Of course, little of this would do much to save a ski hill from a catastrophic wildfire, the rising threat of which has caused insurance premiums to triple in recent years for places like Mount Hood Meadows near Portland, Ore. That resort, along with Bogus Basin near Boise, Idaho, suffered near misses last season when fires started on their mountains. Both resorts had recently purchased new fire trucks and were able to attack the blazes right away.
“Our forests are much more dense than they were historically,” said Nadia Tase, a senior environmental scientist with the California Department of Forestry and Fire Protection. “One way to deal with it is to put more fire on the landscape, but we’re kind of now at this point where it is a challenge to do that safely at a large enough scale to make an impact.”
Oregon’s Mount Bachelor may have an answer.
The resort has completed the design on a wood-fired furnace facility near its West Village Base Area that would run off forest scraps created when workers thin a forest’s overgrown understory to prevent flames from climbing these “ladder fuels” into the tops of trees. The furnace is designed to burn chips made from this material to heat buildings, replacing about 150,000 gallons of propane the resort uses a year and reducing overall emissions by nearly a fifth.
Other ski areas like Bridger Bowl and Red Lodge in Montana, and Mount Abram in Maine, have similar projects underway.
In the end, California’s Caldor Fire did breach the Tahoe basin, and about 10,000 acres burned, an area more than three times the size of the largest fire ever recorded in the basin, 2007’s Angora fire. Firefighters stopped it from reaching Heavenly and South Lake Tahoe, and Kirkwood Mountain Resort escaped mostly unscathed, too.

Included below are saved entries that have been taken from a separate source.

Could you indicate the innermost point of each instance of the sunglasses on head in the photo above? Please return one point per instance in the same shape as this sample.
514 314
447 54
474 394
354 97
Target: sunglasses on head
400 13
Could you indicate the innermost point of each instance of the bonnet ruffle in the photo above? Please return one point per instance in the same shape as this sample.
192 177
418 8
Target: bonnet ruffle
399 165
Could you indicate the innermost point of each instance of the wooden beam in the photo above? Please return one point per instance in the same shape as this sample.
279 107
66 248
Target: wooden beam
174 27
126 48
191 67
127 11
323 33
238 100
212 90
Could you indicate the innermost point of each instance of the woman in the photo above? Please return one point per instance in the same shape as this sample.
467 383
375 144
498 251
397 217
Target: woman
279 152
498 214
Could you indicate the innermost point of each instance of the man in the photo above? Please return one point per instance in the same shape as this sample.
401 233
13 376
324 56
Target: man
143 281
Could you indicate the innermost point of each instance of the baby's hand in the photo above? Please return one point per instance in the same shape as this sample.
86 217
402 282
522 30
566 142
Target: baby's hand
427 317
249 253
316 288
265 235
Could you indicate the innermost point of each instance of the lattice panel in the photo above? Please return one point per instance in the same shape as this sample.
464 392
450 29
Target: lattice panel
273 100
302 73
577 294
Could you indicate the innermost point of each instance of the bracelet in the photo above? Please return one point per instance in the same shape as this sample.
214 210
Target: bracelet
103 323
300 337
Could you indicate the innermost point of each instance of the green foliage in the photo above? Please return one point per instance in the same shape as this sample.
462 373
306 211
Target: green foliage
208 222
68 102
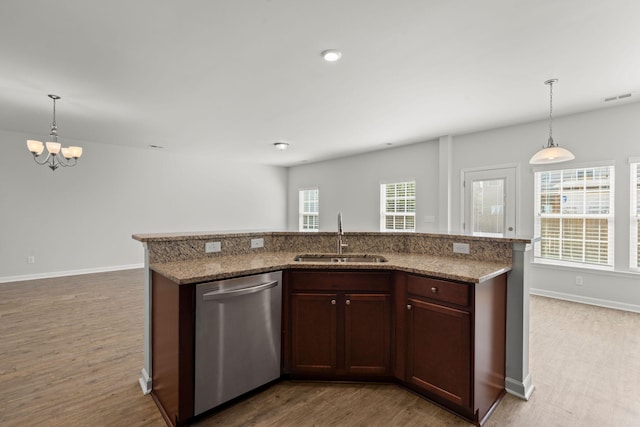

Sierra at Tahoe didn’t fare so well, though. While early season snowstorms allowed some resorts in the region to open before Thanksgiving, Sierra’s managers in early December were still wrestling with the fire’s damage that complicates how and when the resort might open.
Meanwhile, even projects like Bachelor’s can’t atone for what some see as the biggest climate sin. “A lot of people still have to get in planes or in cars if they want to ski,” said Todd Walton, executive director of the Winter Wildlands Alliance. “The carbon impact from all of that far outweighs how you spin the lifts.”